What in the world are the AGs thinking? Granting the benefits (and obligations) of statehood to an area representing 68 square miles out of the total 3.797 million square miles of the United States (or .0018 percent) will bring down the “representative democratic republic?”  Can’t wait to see that presented in court.

The District of Columbia, according to the Republican AGs would be a “super-state that would have primacy over all others.” The AGs seem to have confused the introduction of the Declaration of Independence (”We hold these truths to be self-evident”) with their Trumpian version of reality. A super-state!? An elite ruling class!?

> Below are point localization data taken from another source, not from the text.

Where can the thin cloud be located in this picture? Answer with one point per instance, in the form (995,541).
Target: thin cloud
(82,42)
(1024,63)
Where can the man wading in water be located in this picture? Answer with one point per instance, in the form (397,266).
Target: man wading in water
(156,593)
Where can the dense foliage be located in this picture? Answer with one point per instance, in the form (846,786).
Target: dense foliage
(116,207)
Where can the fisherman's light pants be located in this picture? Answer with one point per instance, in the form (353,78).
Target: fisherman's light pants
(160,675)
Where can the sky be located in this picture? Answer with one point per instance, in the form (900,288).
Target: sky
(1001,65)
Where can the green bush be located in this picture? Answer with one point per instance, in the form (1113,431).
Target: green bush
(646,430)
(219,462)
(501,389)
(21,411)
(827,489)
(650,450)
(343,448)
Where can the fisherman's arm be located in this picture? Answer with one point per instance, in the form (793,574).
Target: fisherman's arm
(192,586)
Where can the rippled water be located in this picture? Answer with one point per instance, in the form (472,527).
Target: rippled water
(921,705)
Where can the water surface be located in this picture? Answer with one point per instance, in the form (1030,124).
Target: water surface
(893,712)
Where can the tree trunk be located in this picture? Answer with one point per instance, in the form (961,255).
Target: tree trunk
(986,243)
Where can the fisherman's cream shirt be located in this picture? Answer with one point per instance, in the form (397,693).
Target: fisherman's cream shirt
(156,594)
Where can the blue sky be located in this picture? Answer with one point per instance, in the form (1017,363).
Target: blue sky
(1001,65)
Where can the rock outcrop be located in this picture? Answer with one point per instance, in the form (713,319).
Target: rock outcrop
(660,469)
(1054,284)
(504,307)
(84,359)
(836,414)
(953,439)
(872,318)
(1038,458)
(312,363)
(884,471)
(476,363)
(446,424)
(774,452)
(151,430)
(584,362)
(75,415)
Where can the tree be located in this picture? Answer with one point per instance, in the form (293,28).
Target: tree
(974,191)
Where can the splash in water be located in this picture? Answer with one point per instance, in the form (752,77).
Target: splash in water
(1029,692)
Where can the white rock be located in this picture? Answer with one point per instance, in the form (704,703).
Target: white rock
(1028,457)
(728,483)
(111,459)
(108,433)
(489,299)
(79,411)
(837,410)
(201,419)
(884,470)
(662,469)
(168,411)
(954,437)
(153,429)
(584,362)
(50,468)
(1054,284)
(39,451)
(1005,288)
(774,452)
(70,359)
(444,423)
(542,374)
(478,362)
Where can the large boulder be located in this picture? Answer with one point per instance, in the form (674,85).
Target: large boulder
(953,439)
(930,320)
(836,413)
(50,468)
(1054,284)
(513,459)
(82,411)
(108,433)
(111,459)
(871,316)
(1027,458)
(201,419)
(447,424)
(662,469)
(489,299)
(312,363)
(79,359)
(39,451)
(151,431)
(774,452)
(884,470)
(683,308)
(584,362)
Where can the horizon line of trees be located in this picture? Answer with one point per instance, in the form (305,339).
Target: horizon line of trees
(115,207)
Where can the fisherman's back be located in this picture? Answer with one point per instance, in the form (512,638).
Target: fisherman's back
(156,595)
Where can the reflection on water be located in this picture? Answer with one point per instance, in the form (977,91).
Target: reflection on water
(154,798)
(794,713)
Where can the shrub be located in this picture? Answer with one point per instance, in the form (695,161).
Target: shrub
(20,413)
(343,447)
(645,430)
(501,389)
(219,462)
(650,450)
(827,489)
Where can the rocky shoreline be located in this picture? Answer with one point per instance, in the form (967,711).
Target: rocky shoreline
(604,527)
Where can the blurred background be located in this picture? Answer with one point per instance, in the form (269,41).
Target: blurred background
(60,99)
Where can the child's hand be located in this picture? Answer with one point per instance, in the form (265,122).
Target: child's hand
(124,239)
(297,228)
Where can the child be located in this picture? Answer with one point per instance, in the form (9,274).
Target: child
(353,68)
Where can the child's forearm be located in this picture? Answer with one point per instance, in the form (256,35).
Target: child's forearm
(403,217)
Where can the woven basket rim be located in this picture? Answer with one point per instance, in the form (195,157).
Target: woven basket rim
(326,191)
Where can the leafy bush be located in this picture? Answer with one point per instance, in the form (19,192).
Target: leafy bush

The AGs next “argument” was put in a footnote, fittingly:

[the legislation] does not address the potential conflict with the requirements that “no new State shall beformed or erected within the Jurisdiction of any other State; nor any State be formed by the Junction of two or more States, or Parts of States, without the Consent of the Legislatures of the States concerned as well as of the Congress.” U.S. Const. art. IV, § 3.

This beyond incoherent. The statute does not take land from other states; it reorganizes the existing land known as the District of Columbia.

Finally, I know I’m skipping some crazy stuff, the AGs object to the provisions granting liberal voting rights to DC residents that may be more voter-friendly than some of the restrictive regimes favored in Republican-dominated states. So what?  Some states have better voting laws than others. Why should the District of Columbia be deprived of the opportunity to have the most vote-friendly system?

At the root of this nonsense is likely an animus against a community with a majority of Black and Brown citizens that tends to vote for Democrats. It is not hard to imagine that if the vast majority of DC residents were white and voted Republican, the Republican AGs would have a different view. No doubt some people with balk at the suggestion that the Republican AGs determination to deny statehood to DC is race-based. If they are right, they should be able to produce better arguments than the sorry stuff of the AGs’ letter.

We have good reason to believe that the Republicans in the Senate will defeat the DC Statehood legislation. Democrats everywhere should take note and understand that the only way real progress is going to be made in the United States is by removing the obstructionist/insurrectionist party from political power.